Braun & Hammer – Narzissmus brutal

Braun und Hammer

Titel: Braun & Hammer – Narzissmus brutal
Autor: Heinz-Gerhard Witte
Genre: Krimi
Seiten: 320 Seiten
Verlag: Provoke Media 
ISBN-10: 3981640934
ISBN-13: 978-3981640939

Inhalt:
Seit ihrer Studienzeit sind die Psychologen Braun und Hammer die besten Freunde, untereinander tauschen sie sich sowohl über fachliche Probleme, wie auch private aus.
Eines Tages bekommt Braun einen ganz besonderen Patienten: Theodor Konrad Wolf, der an einer schweren Forum von Narzissmus leidet, die sogar seinen Psychologen beinahe in den Wahnsinn treibt. Gemeinsam mit seinem Freund Hammer versucht er trotzdem eine Therapie aufrecht zu erhalten, stößt jedoch schnell an seine Grenzen, als dann auch noch klar wird, dass Theodor Konrad Wolf ein perfides Verbrechen Plan, ist schneller Handlungsbedarf angesagt.

Meine Meinung:
Um ehrlich zu sein, ein klares Bild, was für eine Geschichte mich hier erwarten würde, hatte ich nicht, viel mehr dachte ich: lass dich überraschen. Laut Verlag rangiert es in der Kategorie Krimi, was ich zwar anerkenne, aber doch finde, dass es auch gut in den Sektor Belletristik passen würde, da zwar das Verbrechen eine tragende Rolle spielt, doch der Narzissmus einen höheren Stellenwert hat. Wer sich für diese psychische Störung interessiert, wird hier vollauf bedient. Von allen Facetten wird der Patient Theodor Konrad Wolf beleuchtet, einerseits, wie er auf einen Außenstehenden (Braun) wirkt, andererseits, wie seine wahren Gedanken sind, wenn man Abschnitte über seine wirklichen Pläne liest.

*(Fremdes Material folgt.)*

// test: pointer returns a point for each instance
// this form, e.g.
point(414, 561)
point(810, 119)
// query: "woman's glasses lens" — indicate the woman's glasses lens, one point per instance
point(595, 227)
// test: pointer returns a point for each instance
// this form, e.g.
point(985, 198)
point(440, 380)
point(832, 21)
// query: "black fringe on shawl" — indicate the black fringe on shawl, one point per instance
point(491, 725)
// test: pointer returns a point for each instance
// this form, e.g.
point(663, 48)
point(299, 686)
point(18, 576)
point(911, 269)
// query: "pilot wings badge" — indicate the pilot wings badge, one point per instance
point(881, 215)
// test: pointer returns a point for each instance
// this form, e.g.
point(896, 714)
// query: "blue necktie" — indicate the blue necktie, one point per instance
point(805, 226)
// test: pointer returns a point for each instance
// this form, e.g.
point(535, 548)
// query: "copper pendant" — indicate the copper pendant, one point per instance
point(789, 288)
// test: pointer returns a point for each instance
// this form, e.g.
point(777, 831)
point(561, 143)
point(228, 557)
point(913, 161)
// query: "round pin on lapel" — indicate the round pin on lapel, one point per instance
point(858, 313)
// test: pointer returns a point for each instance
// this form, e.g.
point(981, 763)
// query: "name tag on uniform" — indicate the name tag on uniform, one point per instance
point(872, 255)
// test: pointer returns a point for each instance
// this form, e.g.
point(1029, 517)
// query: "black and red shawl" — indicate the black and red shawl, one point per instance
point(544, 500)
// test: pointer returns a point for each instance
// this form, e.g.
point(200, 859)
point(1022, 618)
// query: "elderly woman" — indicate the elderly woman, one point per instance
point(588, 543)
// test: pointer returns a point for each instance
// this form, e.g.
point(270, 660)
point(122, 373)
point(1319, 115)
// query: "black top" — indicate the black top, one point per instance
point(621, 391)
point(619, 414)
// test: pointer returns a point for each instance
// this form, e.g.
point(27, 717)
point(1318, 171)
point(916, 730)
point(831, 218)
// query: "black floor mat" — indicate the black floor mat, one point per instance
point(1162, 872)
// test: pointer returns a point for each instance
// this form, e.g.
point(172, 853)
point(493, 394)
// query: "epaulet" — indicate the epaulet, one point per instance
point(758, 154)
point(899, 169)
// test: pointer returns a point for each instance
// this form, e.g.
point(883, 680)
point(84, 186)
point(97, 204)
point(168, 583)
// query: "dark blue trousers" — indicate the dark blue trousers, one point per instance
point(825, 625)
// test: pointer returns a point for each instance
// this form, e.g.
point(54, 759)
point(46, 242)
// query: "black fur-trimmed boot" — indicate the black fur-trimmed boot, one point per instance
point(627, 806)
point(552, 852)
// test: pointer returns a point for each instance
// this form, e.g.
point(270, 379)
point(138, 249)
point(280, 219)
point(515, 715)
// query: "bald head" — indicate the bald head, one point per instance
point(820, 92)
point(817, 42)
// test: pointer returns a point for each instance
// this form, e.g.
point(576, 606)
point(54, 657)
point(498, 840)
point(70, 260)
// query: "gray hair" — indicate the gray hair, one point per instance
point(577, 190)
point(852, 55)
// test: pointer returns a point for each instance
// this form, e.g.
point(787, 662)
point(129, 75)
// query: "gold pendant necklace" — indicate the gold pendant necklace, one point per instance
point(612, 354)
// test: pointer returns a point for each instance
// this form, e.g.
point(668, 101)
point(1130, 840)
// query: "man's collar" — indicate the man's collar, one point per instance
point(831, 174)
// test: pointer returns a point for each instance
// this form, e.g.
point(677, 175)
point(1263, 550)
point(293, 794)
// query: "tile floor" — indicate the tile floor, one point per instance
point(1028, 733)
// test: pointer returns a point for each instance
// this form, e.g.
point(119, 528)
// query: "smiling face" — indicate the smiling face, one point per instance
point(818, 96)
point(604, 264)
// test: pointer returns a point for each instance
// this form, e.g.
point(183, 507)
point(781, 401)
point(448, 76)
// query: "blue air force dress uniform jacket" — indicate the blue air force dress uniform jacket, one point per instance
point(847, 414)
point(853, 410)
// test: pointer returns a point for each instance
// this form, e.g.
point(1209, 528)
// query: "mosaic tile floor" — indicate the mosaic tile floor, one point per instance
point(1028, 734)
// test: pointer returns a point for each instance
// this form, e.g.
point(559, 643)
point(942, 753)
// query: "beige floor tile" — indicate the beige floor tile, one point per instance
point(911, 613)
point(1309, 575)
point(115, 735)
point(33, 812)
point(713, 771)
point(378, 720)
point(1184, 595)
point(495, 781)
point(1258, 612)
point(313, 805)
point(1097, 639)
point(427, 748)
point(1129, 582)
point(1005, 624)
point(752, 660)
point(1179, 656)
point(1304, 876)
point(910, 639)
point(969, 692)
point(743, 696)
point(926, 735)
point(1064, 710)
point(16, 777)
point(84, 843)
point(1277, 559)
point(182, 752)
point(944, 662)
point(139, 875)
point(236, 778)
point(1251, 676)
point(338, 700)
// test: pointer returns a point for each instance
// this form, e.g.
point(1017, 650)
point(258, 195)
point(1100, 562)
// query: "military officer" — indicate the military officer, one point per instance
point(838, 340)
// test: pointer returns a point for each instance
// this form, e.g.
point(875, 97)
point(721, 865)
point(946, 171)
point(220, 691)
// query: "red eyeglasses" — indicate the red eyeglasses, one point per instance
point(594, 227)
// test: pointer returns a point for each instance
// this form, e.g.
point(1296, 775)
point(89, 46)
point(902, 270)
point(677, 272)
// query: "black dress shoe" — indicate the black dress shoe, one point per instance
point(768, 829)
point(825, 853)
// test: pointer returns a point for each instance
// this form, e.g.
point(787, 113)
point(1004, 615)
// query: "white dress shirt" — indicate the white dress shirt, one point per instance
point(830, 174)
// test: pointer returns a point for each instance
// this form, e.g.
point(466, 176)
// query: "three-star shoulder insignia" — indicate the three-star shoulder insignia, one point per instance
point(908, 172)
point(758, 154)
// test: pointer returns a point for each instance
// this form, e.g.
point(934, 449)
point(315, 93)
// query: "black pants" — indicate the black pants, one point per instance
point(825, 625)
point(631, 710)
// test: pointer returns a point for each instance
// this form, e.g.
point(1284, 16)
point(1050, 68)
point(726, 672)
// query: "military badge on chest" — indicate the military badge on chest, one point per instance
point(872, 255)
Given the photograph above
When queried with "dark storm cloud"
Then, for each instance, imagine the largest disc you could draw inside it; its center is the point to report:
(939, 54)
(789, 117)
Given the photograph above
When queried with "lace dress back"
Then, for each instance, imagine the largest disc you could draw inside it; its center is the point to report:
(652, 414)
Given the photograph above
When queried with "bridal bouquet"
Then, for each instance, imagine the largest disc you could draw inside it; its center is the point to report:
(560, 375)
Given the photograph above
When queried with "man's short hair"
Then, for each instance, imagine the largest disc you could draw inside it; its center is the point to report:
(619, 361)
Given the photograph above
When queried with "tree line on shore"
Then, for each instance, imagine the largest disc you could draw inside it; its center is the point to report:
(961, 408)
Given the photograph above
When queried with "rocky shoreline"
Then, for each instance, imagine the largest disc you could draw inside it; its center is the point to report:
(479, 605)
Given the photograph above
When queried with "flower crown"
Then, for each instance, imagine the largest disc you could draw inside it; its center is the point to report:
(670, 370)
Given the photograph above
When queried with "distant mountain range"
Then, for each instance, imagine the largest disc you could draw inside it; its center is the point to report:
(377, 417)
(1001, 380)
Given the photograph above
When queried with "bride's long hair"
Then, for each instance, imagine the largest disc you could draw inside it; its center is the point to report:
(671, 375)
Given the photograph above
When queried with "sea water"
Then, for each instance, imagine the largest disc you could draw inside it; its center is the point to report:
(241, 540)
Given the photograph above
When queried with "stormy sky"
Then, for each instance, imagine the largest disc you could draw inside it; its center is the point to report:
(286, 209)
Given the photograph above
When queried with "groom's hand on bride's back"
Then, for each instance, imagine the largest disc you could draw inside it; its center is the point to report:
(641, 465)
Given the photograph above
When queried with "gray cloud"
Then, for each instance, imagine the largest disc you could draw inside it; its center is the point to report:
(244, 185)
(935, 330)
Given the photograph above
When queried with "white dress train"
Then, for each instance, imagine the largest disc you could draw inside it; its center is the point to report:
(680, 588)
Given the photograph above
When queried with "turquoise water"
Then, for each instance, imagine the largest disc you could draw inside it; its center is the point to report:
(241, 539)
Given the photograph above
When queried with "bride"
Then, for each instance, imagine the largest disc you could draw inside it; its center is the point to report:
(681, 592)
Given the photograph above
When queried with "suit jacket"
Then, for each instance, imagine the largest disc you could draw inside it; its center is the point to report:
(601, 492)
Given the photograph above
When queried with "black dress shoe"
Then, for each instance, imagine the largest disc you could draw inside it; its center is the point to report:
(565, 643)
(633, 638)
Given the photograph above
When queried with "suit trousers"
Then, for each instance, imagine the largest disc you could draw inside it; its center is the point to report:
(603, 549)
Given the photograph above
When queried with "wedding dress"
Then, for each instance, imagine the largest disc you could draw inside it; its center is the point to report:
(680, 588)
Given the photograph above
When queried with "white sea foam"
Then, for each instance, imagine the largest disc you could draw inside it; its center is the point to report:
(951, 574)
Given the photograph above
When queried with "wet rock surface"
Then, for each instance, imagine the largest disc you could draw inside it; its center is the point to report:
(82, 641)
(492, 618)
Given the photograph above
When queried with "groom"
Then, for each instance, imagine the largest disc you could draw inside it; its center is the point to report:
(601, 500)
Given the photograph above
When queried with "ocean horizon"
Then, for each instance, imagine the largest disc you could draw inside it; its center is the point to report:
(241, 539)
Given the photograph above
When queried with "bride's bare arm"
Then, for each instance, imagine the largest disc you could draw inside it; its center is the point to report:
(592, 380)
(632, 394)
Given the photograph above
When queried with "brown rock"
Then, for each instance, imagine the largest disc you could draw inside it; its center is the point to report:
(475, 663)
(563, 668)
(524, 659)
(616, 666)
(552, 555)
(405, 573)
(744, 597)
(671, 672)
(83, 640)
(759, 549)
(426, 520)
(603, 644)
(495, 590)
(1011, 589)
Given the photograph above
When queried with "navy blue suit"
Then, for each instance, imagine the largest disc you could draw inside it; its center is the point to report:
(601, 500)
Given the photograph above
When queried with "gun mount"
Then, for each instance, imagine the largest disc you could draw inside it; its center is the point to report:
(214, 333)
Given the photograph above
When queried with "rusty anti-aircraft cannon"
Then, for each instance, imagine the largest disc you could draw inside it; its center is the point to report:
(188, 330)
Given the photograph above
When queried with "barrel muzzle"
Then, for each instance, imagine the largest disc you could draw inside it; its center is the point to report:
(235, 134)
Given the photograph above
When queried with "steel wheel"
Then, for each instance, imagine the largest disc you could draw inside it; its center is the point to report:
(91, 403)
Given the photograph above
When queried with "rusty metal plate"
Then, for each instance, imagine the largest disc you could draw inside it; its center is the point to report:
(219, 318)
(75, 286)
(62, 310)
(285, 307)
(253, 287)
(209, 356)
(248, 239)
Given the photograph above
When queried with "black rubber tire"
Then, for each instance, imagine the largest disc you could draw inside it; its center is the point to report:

Manipulation steht wohl auf Platz eins und diese trägt auch die Geschichte, man beobachtet ihn in der Therapie, diesen Menschen, der eigentlich kooperativ ist, manchmal zwar Wutanfälle erleidet, aber dann, dann erlebt man die wahre Person, die nur mit seinem Therapeuten spielt, als wäre es die Spielfigur in seiner selbst erschaffenen Welt.

Zentral ist auch: wie kam es bei dem Patient zu dieser Störung. Diese Frage wird beantwortet und dann beginnt der Denkprozess beim Leser. In wie weit darf meine seine Vergangenheit als „Ausrede“ benutzen? Theodor Konrad passieren viele schreckliche Dinge und beinahe will man sie als Entschuldigung für sein Handeln nehmen, doch je mehr man liest, desto mehr wird einem klar, dass es zwar sicherlich ein großer Faktor ist, was er erlebt hat, aber es doch nicht alles rechtfertigt. Sein Problem ist wohl, wie bei vielen Narzissten, dass er das Problem nicht bei sich sieht – die Welt ist böse, erkennt nicht sein Potenzial, stellt ihn immer wieder ein Bein etc. Durch einer Therapie könnte er aus dieser Maschinerie aussteigen, doch Braun erscheint mir viel zu unerfahren, für diese schwerwiegende Störung.

Man besucht aber nicht nur die Therapie, alle Protagonisten erlebt man auch im privaten Bereich. Sei es der Therapeut mit Frau und Kind, der andere mit Lebensgefährten oder eben den Klienten, der in seiner ganz eigenen Welt zu leben scheint. Diese Mischung aus beruflicher und privater Ebene macht das Buch so spannend, weil der Therapeut entmystifiziert wird. Man stellt sich diese Menschen gerne allwissend vor, hier bekommen sie aber eine zutiefst menschliche Seite.

Kurz dachte ich mir, ich hätte das Verbrechen durchschaut, begann mich sogar ein bisschen zu langweilen, weil es eben so offensichtlich erschien, aber letztlich habe ich mich grob getäuscht und der Autor hat eine gemeinen, aber grandiosen Köder ausgeworfen, den ich zumindest sofort geschluckt habe. Das Verbrechen bildet auch das Finale des Buches und hier liegt auch meine kleine Kritik beherbergt – es ist alles gut abgeschlossen, da lässt sich nicht meckern, nur wie es mit Theodor Konrad weitergeht, dass erfährt man nicht und ich glaube, es wäre wichtig. Natürlich erwartete ich mir keine Spontanheilung, aber doch eine Weiterführung, wie es mit ihm weitergeht.

Fazit:
Eine spannende Geschichte, in deren Mittelpunkt die Störung Narzissmus ihren Platz findet und jedem Interessieren einen grandiosen Einblick ermöglicht. Das Ende etwas unvollständig, war es doch ein gelungenes Buch.